T wave oversensing Truncated pacemaker-mediated tachycardia (PMT) R wave oversensing Atrial bigeminy
12-lead Electrocardiogram Showing Ventricular Depolarizations in a Bigeminal Pattern, All of Which Are Preceded by a Pacing Stimulus. In Addition, the First Beat in Each Pair Is Followed by an Atrial Depolarization (Arrow in Inset: Lead III), Which Appears to Be Retrograde Atrial Activation from the Ventricular-paced Beat.
Discussion
The electrocardiogram revealed pacemaker bigeminy (Figure 1). A search for the preceding atrial event for the second complex in the bigeminy revealed a negative deflection after the T wave in lead III. This negative wave was possibly a retrograde P wave following ventricular activation or an intrinsic atrial ectopic (Figure 2(a)). Differential diagnoses of such bigeminy have been attributed to various causes such as premature atrial contractions, oversensing the T wave or the QRS complex, dual AV nodal physiology, and retrograde atrial depolarization.1, 2 T wave oversensing was ruled out as there was no continuation of further ventricular events following the second T wave in the bigeminy complex. R wave oversensing was also not possible because the R wave to the next R was 400 ms, which was far more than the set sensed AV delay of 135 ms (Figure 2(b)). Usually, a long AV delay permits the AV node to recover and promote retrograde conduction, a recognized etiology for PMT. However, our patient had a shorter AV delay. The absence of a P wave was noted following the second complex, suggesting either a second-degree 2:1 VA block leading to a truncated form of PMT or atrial bigeminy (Figure 1).
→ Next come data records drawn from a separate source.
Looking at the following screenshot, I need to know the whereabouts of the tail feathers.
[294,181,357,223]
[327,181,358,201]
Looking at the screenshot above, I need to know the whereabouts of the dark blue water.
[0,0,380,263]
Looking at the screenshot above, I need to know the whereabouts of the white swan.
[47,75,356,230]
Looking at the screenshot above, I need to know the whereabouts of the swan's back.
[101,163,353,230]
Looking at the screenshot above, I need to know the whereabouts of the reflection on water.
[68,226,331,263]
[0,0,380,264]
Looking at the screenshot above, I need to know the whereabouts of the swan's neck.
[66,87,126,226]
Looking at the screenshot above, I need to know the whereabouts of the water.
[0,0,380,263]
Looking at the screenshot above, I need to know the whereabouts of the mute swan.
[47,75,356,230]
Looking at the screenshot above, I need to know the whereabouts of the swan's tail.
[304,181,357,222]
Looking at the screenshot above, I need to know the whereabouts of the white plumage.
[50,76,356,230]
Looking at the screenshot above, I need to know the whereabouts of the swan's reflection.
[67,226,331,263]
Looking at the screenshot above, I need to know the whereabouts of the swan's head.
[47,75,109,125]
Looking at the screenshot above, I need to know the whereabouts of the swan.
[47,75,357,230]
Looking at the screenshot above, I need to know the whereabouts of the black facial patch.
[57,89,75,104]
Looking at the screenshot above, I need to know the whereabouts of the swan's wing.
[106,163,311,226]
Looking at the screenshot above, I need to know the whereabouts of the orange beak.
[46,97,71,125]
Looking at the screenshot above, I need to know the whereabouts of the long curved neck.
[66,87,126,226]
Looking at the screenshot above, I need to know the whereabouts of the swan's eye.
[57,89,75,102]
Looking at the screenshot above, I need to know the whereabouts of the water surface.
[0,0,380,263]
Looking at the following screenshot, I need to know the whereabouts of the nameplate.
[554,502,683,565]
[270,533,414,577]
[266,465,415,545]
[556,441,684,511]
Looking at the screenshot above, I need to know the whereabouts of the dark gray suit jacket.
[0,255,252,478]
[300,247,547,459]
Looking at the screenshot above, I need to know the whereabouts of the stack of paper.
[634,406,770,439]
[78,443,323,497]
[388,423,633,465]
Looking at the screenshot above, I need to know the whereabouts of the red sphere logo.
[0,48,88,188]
Previous studies have shown that up to one-third of CHB patients might have intact VA conduction. 3 However, ventricular pacing during threshold testing revealed no retrograde conduction via the AV node, ruling out the possibility of truncated PMT. A subtle change in the QRS morphology of the two complexes in bigeminy had been attributed to rate-related depolarization abnormality. In summary, although short AV delay and the absence of second retrograde P indicate atrial bigeminy, truncated PMT with retrograde 2:1 VA block cannot be ruled out with certainty, often requiring baseline VA conduction evaluation by ventricular pacing.
(a) Intracardiac Electrocardiogram. (Note That the First Beat in Each Pair Is Followed by an Atrial Depolarization [Negative P in Lead III: Blue Arrow, Spike on Atrial EGM: Red Arrow] and the Second Beat Is Not Followed by Any Atrial Depolarization [Cross Mark on ECG and EGM]). (b) Lead Parameters.ECG, electrocardiogram; EGM, intracardiac electrocardiogram.
Footnotes
Declaration of Conflict of Interests
The authors declared no potential conflicts of interest with respect to the research, authorship, and/or publication of this article.
Funding
The authors received no financial support for the research, authorship, and/or publication of this article.
Informed Consent
Obtained from the patient in line with COPE guidance.
Authors’ Contribution
SM (Conceptualization: Lead; Formal analysis: Lead; Writing—original draft: Lead; Writing—review & editing: Lead); DPR (Writing—review & editing: Equal); JV (Writing—review & editing: Equal)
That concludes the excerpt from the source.